The pattern here should be obvious by now. No matter which physician you see, primary care or specialist, from cardiologist to spine surgeon, from pulmonologist to endocrinologist, invariably the first thing you're told is, "You need to lose weight." Unfortunately, they don't usually tell you how you are supposed to do that.

This may sound a bit harsh, but most physicians simply say, "Diet and get more exercise." Don't they realize that number one, you know that, and number two, you've tried that? Why is it that most physicians are so hesitant to recommend bariatric surgery, despite the fact that it is the only treatment with proven long-term results? I think in large part it is because the problem of obesity remains so misunderstood, plus the "cause" is easily passed back to the patient. It's your fault. It's a behavioral issue. It's a social issue. It's not a disease. It also seems that whenever the subject of weight-loss surgery is brought up in medical circles, the discussion is usually more about the risks of surgery than it is about the benefits.

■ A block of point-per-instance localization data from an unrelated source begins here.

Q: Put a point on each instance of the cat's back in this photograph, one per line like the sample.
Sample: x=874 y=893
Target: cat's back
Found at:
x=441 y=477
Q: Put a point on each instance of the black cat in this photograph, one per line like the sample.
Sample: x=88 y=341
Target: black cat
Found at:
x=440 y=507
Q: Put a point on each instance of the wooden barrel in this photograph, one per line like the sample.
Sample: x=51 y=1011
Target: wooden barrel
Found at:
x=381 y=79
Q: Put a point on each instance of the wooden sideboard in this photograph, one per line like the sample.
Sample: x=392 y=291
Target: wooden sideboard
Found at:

The explosion of interest in bariatric surgery over the last decade is in no small part the result of patients taking a more active role in their own health. I have had patients come to my office with reams of printed information off the Internet. Some of it is applicable to their situation and some isn't, but the fact is that they are attempting to make an informed decision about health issues they recognize as important. This is a far cry from the days of my youth, when the mantra was, "Whatever the doctor orders."

Today's patients are better informed about their options and anticipated results, and that is a good thing. But before we get carried away and assign all decision-making over to the patient, it is important to remember that healthcare is still a service provided by highly trained individuals. Unfortunately, even in the most skilled hands complications or unforeseen events can, and sometimes do, occur. And that is the subject of the next chapter.